Wells: At Acumatica, I think that we are very good at internal alignment and partnership.

Every Friday morning, I and others from my team meet with the CFO, CRO, VP Sales, Sales Ops lead, etc. to review the weekly MQL, opportunity and win results, discuss upcoming initiatives, events, etc. This marketing-sales connection is critical to accountability and alignment. I think it helps everyone to remember that we are all rowing in the same direction.

We are also very focused on sustainability in Acumatica—across ESG—and I am actually the lead for the company. I truly think that this will become more and more critical in the future—and will transition from a nice-to-do to a corporate necessity and expectation.

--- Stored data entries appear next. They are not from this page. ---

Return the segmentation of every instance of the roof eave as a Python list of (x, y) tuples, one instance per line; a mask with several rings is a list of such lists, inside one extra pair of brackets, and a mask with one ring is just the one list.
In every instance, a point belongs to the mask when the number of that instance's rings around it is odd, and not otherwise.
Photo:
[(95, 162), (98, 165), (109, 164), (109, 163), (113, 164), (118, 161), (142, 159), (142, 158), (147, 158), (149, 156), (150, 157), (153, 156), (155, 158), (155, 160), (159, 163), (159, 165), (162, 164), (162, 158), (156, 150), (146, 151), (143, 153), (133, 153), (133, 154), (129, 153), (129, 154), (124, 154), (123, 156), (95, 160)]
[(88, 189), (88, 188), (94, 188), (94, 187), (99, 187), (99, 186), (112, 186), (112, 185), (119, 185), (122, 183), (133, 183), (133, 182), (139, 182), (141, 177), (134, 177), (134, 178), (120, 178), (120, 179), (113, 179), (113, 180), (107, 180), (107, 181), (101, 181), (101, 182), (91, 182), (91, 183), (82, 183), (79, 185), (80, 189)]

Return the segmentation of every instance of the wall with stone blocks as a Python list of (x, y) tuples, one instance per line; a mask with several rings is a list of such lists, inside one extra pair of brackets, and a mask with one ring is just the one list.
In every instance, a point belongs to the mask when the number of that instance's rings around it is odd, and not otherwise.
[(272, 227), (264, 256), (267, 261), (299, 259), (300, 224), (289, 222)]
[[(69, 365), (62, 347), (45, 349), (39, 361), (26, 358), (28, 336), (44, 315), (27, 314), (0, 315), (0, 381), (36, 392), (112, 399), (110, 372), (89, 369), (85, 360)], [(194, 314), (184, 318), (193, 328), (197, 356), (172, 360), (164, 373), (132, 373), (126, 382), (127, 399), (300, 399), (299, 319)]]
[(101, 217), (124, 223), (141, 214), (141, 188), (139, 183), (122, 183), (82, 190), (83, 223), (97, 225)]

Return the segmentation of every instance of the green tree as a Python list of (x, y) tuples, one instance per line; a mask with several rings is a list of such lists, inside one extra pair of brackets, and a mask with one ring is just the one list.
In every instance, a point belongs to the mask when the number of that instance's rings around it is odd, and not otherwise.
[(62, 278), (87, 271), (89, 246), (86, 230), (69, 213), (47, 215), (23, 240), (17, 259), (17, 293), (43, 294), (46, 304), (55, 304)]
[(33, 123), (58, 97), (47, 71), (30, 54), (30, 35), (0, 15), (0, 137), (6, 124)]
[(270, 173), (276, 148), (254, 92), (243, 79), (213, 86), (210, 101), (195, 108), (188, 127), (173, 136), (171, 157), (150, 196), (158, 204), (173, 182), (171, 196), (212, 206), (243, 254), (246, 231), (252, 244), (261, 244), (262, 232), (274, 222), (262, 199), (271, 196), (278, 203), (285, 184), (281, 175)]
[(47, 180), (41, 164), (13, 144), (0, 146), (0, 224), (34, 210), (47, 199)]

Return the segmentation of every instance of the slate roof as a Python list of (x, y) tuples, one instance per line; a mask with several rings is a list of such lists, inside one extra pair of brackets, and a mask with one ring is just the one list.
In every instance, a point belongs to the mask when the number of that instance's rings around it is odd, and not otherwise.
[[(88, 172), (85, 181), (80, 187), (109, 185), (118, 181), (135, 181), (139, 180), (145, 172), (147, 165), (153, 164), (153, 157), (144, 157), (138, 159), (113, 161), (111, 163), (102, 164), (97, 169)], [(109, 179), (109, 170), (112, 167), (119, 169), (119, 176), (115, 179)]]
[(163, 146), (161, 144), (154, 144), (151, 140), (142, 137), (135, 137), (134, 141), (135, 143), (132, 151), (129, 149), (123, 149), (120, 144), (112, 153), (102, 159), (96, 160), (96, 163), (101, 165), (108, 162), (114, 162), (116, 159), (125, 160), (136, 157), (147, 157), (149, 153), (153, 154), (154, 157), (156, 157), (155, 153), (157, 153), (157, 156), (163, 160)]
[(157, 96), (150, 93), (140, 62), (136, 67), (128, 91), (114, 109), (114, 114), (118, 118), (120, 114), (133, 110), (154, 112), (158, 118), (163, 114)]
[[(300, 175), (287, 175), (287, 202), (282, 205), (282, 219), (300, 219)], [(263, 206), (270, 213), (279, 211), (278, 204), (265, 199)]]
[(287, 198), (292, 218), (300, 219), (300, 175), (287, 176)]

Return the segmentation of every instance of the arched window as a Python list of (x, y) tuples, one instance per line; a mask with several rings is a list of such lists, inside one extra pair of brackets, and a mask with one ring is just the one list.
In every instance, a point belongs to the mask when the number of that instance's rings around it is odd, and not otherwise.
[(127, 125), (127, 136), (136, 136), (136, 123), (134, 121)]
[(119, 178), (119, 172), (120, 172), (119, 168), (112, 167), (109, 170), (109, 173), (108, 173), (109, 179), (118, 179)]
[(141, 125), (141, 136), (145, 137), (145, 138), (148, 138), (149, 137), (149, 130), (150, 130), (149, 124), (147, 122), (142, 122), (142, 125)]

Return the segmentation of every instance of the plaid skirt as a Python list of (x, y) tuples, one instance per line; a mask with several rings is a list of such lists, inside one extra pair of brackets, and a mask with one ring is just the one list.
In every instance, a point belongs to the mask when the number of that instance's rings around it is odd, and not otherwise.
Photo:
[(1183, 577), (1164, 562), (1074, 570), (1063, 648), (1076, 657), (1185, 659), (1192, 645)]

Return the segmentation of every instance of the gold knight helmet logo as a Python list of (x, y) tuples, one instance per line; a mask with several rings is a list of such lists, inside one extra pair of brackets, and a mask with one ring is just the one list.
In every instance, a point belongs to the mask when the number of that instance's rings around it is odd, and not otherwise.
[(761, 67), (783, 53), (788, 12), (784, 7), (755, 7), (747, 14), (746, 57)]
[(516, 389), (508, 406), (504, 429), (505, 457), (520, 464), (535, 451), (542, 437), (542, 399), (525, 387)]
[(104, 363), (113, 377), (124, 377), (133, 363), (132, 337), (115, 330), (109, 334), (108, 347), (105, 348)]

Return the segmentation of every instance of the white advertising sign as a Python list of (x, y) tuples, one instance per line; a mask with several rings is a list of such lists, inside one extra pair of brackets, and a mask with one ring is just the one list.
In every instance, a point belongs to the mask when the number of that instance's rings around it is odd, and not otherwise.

Regardless, I cherish my role in driving sustainability at the company and encourage all others to pursue it with the same fervor.

In closing, from your perspective, what is the single most important thing for marketing leaders to focus on?

Wells:

At some level in my mind, everything we do boils down to customer experience—across our prospects and customers. I am always asking myself and the team about the experience and how we make it seamless, logical, and positive.

Whether it’s an online form on Acumatica.com, or at our annual Summit at the Wynn in Las Vegas, it’s all the experience.